The gentle Skokomish Tribal Nation remains committed to its tradition of honoring its elders, the sacred Elk in what is called the First Elk Ceremony which is held in the late summer at a picnic (Tuwadug Community Park) welcoming visitors, and its native creation lore.
First Elk Ceremony:
Skomish elders tell us when the world, as we know it, was reaching completion, du’kWibahl, “the transformer”, traveled throughout the highlands. He came upon some animal people. They had been sitting in the dust, which made their rear-ends all dusty.
When the transformer asked the animals what they wanted to be, they replied, “Make us whatever you wish.” The transformer, du’kWibahl, changed them into d3xWkWa’kap (salted on the rear). The transformer decreed from that time on, they would be the high chief of all the game animals, second to none in significance. The mountain presently known as Mt. Washington, was called si’luahL by the Twana. It is in this area where the transformer came upon the people that he changed into the elk we know now.
Today, we call these transformed people “Elk”. The transformer made the law that until the end of time the Twana would honor the Elk with the First Elk Ceremony. This ceremony was believed to be necessary in order to placate the spirit of the “Father of the Game Animals” as decreed by the Transformer.

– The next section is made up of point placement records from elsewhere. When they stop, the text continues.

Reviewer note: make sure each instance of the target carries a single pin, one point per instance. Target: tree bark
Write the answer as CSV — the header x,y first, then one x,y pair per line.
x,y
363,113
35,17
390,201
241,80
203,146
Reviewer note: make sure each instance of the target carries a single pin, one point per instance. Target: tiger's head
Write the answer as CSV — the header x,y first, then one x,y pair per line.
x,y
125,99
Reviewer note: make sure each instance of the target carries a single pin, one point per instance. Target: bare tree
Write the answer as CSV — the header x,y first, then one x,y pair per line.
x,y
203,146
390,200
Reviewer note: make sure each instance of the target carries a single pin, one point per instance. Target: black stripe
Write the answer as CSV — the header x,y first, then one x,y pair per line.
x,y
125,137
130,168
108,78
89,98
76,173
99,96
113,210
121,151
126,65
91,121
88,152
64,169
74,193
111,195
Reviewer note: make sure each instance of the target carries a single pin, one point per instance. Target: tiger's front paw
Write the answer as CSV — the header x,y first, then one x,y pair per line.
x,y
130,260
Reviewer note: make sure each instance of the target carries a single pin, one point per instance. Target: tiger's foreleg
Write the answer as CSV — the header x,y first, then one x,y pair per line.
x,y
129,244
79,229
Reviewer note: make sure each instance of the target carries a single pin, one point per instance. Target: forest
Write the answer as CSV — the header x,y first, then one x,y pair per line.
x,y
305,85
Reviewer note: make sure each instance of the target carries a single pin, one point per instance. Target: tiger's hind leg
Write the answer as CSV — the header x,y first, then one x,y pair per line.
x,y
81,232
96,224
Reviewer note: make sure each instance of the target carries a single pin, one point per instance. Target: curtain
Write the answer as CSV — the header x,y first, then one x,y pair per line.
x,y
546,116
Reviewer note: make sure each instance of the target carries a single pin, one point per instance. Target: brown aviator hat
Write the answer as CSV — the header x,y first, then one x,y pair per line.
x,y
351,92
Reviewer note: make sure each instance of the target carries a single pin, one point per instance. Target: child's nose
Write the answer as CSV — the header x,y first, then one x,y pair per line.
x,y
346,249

As a rule, the ritual treatment of the Elk was considered to be highly essential in order to ensure the prosperity of the Elk People. The First Elk Ceremony was also believed to feed asta’laX, power of the land game hunter and the shaman power of sxW34da’cH. The headman of the Elk drive would let out a holler that froze the game animals in their path, making them easy prey.
The first Elk was taken in a community Elk drive, after which the ceremonial bull Elk was dressed and butchered. A pit was dug and the skin of the “father of the Game Animals” was used to line the pit. The skin lined pit was called sTLa’b. The Elk meat was cooked by boiling water with heated stones. All parts of the elk were to be used by the people. Only after this ceremony were the tribal hunters allowed to hunt for their own subsistence.
The Elk meat obtained during the subsistence hunting was butchered and dried in a village at the mouth of Big Creek, which was named e’lo’ahL. The Elk would be hunted during the fall and early winter, but would remain unhunted for the rest of the year.
The Skokomish Tribes annual Elders Picnic includes a ‘Chum Run’ (typical 3-mile run for those wishing to participate), Opening Prayer, 1st Elk Ceremony, Lunch served to Elders, recognition of the Eldest Man and Woman in attendance, followed by raffle ticket drawings with the proceeds to help support the event.